Usually, when the car is paid off and you own it.

That doesn’t work if you’re like me and you pay cash for all your vehicles.

I will usually drop collision when the vehicle is no longer worth repairing if I get into a accident…or the value of the vehicle is less then what I can afford to loose if it’s totaled.


#6

Here’s an article on the subject.

http://articles.moneycentral.msn.com/Insurance/InsureYourCar/DumpTheInsuranceOnYourClunker.aspx

Basically if the collision coverage cost is more than 10% of the car’s value the article suggests dropping it.

I’m going to be in this situation soon as I only have a few payments left on my 2000 Blazer. I considered dropping collision once it’s paid off, but I’m probably going to wait until it hits the 100k mark in another year or so. I live in New Jersey and car insurance is expensive.

Ed B,


#7

Good point on the rental issue. You might want to check if one of your credit cards include insurance. Another issue that might be overlooked is that if you have collision and are in an accident, you have the insurance company’s lawyers on retainer.


#8

depends on the cost of the ins. $100 a year to insure a car with a wholesale value of 1500 may not seem like it is worth it until the car is totalled, then that 1500 check looks mighty good.

repairs up to the wholesale value would also be covered if they were needed.


#9

I agree with Mike. Each person’s situation is different, and for those of us who pay cash for our cars, it is simply a matter of figuring out how much we want to pony up for body repairs on an older vehicle.

If collision insurance costs $200. per year, that is a reasonable amount if your car is still worth several thousand dollars. On the other hand, if your car is only worth $1,500., it would be silly to spend that much per year on collision insurance.

Basically, I would suggest estimating how much you are willing to lay out for repairs in the event of a collision (factoring in the book value of the car), and put that information up against the cost of collision insurance.


#10

You have to balance the insurance premium against the wholesale value of the vehicle and the probability that you will make a claim. Decide how many years you average between collision insurance claims and multiply that by the premium. If you go 20 years between claims and the premium is $100 per year, it will cost you $2,000 to protect yourself against a $1,500 loss. Repeat the calculation for comprehensive.

If the cost of repairs reaches 50% to 70% of a vehicle’s wholesale value, an insurance company will declare it a total loss and pay you the wholesale value.

For an older vehicle, whose value is minimal, it makes more sense to put the insurance premium into a money market savings account rather than give it to an insurance company. If you can stay out of trouble until the balance in the account reaches the value of the vehicle, you will be ahead of the game. When the time comes to buy another vehicle, use the account for your down payment.

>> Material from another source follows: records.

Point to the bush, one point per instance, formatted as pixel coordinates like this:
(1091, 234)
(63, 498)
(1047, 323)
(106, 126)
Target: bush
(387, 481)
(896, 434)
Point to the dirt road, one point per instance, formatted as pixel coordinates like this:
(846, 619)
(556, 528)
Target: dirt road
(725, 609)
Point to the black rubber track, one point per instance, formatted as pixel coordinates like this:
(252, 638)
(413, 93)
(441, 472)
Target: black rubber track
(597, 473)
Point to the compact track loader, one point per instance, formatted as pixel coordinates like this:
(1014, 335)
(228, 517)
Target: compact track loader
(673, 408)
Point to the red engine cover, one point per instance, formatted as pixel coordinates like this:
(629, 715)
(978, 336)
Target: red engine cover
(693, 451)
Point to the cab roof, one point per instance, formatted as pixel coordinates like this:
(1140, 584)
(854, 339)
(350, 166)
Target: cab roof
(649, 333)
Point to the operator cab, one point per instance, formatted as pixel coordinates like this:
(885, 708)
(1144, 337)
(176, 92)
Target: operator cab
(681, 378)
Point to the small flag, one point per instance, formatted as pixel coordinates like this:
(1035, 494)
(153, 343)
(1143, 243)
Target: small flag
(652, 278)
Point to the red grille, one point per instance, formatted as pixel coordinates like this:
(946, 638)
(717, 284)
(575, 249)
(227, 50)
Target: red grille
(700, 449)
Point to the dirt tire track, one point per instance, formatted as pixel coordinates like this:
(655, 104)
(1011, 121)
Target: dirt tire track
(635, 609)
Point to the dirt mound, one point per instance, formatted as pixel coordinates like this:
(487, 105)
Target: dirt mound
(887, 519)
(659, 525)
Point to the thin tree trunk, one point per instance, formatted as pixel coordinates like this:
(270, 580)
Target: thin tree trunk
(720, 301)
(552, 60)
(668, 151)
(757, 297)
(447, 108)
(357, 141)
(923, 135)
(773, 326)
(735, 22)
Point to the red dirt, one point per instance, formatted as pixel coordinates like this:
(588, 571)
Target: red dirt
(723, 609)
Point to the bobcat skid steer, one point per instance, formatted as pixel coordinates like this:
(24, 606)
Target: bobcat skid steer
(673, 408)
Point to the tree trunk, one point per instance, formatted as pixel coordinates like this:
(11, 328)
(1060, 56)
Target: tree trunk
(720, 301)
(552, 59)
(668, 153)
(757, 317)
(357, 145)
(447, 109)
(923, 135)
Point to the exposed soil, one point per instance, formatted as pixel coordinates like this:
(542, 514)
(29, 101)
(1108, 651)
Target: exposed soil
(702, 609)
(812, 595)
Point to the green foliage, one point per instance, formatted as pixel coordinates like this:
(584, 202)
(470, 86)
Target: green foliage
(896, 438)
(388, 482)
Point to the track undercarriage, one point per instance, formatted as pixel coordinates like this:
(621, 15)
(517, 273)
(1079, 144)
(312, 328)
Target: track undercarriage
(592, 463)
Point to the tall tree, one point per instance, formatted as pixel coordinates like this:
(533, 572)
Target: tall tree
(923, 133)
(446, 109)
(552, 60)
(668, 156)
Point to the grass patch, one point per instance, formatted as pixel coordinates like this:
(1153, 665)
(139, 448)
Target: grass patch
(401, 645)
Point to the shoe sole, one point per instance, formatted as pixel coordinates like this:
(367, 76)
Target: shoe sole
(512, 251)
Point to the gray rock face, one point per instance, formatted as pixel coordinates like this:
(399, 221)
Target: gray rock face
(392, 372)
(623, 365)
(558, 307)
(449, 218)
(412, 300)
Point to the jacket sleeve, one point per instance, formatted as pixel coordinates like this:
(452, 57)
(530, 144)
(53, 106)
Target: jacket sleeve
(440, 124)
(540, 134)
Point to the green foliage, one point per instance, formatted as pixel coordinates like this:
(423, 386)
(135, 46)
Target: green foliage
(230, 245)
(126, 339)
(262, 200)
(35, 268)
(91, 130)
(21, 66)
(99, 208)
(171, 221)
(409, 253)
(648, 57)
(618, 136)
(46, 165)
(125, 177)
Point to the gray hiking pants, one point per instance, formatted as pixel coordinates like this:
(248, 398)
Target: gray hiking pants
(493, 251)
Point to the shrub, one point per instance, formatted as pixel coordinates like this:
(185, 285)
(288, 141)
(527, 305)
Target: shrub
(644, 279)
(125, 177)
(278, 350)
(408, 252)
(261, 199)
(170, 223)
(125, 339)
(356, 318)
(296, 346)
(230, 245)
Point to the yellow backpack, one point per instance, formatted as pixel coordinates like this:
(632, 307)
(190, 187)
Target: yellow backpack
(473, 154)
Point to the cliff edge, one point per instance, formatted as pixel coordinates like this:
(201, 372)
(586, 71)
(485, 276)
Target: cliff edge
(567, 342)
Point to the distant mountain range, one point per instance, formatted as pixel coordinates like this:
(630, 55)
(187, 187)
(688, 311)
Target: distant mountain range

As long as you have at least one car with collision and comprehensive insurance, you can use that when renting a car. I don’t know how willing credit card companies are to honor their promise to cover rental car damage. (A commercial photographer I know bought a $20,000 video camera with his American Express card because they would insure it against loss or damage on a job.) If you really want to be safe, buy the rental company’s outrageously expensive full insurance coverage.